OAKLAND — Mayor Ron Dellums told reporters last spring he would take a 10 percent pay cut as a small gesture to help Oakland balance its troubled budget.

But records show he never did.

Salary data obtained by the Oakland Tribune through a public records request shows that Dellums continued to draw his $183,397 base salary through the end of 2009 and is still doing so this year.

The mayor's office said in a statement that while Dellums committed at a June 16 news conference to taking a 10 percent pay reduction, "changed family circumstances following the death of a close family member made that impossible."

The statement noted that, unlike other elected officials and city staffers, the mayor is not allowed to earn outside income.

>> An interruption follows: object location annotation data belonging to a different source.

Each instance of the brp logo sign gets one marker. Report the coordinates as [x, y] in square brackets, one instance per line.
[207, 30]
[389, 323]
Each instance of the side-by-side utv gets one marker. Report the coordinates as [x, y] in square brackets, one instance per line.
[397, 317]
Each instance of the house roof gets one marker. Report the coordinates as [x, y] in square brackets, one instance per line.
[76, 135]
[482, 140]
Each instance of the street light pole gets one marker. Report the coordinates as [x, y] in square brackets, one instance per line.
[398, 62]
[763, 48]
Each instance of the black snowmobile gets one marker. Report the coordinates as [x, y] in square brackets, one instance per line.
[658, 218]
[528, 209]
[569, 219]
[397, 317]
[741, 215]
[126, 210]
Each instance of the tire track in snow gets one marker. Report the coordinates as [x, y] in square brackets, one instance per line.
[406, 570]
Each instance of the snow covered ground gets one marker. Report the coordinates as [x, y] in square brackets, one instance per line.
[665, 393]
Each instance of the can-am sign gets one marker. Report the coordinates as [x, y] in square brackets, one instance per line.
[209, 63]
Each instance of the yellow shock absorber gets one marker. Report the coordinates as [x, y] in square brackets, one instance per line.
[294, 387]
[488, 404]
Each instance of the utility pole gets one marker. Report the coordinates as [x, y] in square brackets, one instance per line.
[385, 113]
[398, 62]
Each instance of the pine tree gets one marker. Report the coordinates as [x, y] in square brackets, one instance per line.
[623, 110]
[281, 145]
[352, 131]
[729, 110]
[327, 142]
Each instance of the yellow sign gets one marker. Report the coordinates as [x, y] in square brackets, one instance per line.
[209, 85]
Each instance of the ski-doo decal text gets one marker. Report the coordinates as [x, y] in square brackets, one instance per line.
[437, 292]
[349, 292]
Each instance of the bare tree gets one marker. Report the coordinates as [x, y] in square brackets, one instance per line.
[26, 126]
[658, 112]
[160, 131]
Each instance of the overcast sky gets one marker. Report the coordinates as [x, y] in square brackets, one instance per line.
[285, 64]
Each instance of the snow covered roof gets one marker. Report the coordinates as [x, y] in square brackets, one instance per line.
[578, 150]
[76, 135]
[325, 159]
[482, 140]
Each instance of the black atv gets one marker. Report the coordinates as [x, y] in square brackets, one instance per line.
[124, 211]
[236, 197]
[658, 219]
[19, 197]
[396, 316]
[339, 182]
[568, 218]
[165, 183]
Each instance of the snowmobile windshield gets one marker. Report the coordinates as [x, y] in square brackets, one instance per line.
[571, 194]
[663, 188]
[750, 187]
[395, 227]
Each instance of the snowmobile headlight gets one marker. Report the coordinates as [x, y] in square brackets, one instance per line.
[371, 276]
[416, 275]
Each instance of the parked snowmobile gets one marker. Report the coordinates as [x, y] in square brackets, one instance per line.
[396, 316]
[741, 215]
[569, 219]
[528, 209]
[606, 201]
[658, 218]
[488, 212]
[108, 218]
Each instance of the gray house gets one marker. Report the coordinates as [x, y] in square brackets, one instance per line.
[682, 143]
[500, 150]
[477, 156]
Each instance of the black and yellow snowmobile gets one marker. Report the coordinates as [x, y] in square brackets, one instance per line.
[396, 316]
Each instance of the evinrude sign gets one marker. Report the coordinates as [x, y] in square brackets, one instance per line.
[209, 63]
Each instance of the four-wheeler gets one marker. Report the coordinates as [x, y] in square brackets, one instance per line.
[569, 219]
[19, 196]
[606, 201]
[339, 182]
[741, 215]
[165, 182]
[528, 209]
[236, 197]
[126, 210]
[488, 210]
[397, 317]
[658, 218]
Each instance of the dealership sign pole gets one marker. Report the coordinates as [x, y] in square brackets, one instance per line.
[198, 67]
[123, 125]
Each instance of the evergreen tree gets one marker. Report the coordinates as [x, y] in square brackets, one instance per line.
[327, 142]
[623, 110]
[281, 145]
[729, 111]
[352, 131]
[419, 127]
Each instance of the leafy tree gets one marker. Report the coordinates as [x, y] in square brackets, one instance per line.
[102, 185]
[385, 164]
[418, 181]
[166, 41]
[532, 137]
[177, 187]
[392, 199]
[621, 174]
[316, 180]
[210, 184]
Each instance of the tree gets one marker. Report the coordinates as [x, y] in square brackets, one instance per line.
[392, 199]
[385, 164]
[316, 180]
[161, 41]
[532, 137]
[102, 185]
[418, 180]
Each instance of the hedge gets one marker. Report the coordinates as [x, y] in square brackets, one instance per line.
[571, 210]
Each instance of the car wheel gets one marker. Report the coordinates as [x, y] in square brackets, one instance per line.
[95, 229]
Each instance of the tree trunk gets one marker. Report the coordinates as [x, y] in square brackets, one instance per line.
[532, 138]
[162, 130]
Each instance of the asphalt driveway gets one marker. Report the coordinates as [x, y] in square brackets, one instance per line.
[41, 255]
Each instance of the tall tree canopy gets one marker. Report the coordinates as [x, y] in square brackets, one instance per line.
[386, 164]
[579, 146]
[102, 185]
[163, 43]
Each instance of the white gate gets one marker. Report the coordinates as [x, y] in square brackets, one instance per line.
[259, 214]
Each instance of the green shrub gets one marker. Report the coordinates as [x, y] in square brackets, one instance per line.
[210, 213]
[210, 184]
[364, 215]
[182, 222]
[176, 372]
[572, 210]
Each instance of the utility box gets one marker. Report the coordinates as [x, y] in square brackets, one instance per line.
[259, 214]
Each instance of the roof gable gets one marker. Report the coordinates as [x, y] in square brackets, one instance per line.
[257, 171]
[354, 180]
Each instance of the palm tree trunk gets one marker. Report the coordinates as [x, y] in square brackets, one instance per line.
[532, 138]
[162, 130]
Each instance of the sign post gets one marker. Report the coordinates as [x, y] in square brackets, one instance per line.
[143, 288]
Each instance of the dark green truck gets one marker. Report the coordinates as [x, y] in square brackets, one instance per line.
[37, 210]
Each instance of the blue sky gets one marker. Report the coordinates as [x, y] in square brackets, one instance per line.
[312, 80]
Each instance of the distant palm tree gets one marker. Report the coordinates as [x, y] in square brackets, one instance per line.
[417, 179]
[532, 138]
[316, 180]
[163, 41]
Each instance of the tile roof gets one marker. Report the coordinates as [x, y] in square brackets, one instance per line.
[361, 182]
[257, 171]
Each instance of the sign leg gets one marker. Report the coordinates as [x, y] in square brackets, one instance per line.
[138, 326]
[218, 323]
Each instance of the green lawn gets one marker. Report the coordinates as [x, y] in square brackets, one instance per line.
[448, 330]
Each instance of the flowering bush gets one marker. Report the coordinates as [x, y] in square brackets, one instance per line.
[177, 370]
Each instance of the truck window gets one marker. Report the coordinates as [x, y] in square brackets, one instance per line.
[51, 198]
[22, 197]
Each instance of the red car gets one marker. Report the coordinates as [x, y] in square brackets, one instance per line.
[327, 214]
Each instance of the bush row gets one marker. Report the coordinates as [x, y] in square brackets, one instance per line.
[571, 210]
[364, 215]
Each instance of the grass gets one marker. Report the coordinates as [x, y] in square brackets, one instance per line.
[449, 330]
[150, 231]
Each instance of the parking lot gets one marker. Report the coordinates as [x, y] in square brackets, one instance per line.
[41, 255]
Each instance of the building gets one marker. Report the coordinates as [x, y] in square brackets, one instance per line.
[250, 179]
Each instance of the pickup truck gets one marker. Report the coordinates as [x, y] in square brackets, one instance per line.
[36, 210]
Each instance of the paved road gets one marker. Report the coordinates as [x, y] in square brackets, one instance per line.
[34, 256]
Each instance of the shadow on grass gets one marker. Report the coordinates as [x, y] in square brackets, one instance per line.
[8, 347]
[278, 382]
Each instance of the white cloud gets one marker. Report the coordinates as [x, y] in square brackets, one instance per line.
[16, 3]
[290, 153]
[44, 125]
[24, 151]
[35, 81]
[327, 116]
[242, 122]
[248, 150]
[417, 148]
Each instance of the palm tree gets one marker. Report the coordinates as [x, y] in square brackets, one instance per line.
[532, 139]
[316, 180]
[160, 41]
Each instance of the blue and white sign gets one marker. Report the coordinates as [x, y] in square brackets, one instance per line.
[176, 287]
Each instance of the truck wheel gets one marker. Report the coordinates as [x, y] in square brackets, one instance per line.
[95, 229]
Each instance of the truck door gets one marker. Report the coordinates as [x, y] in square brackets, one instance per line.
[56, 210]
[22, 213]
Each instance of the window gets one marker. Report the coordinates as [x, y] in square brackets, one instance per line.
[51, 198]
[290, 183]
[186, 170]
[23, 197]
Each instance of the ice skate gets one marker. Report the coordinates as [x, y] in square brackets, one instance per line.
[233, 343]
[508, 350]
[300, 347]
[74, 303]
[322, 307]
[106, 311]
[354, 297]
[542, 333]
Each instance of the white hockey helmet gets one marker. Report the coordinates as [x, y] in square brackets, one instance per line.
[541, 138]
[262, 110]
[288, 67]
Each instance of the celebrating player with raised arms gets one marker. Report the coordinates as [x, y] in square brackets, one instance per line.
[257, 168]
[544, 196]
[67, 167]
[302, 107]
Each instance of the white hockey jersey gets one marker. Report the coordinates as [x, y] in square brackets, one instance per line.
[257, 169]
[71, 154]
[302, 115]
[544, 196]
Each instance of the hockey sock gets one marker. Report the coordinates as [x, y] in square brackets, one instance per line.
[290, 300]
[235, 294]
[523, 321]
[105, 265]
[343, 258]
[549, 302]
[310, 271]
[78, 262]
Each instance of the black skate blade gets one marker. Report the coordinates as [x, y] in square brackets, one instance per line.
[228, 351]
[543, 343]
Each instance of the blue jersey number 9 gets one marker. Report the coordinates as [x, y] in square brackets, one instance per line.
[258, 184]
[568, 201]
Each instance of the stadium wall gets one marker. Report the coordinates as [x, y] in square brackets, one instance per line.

The news of Dellums' pay flip-flop broke as City Council members and staffers prepared for a meeting Thursday evening at which they were expected to take key steps toward filling a looming $42 million budget deficit for the 2010-11 fiscal year.

Dellums' pay-cut pledge would have been a token gesture for a city repeatedly besieged by multimillion-dollar deficits, but Dellums said June 16 that he was willing to do his share to fill what at the time was an $83 million gap.

"I think he said publicly it was going to be everyone, so we expected it to be everyone," said Councilmember Ignacio De La Fuente (Glenview-Fruitvale), perhaps Dellums' strongest critic on the council. "But I'm not surprised."

The mayor's pay was raised from $115,372 a year to its current level after Dellums took office in 2007. Dellums' personal financial problems came to light after he and his wife, Cynthia, were hit with a $239,000 tax lien in October for unpaid federal taxes, interest and penalties in 2005, 2006 and 2007. On Dec. 23, the Internal Revenue Service filed a $13,639 lien against the Dellumses for the tax period ending Dec. 31, 2008.

Almost all city employees, meantime, took compensation cuts of roughly 10 percent last year, either through furloughs or cuts in pay and benefits. Most elected officials took voluntary pay cuts, but Dellums is not the only one who did not.

City Attorney John Russo said he did not take a cut from his $207,349-a-year salary after the council took away management leave, accrued sick leave and vacation days in the fall of 2008. Russo said the change amounts to a pay reduction of at least 14 percent.

And City Councilmember Desley Brooks (Eastmont-Seminary) has also refused to take a cut to her $72,570 salary, saying she saves the city money by doing work on her own that other council members assign to paid staffers.

"Last year my office gave back between $150,000 and $200,000 in salary savings," Brooks said. "When you look at all of the elected officials combined and the cut that they took, it doesn't come anywhere near that amount of money."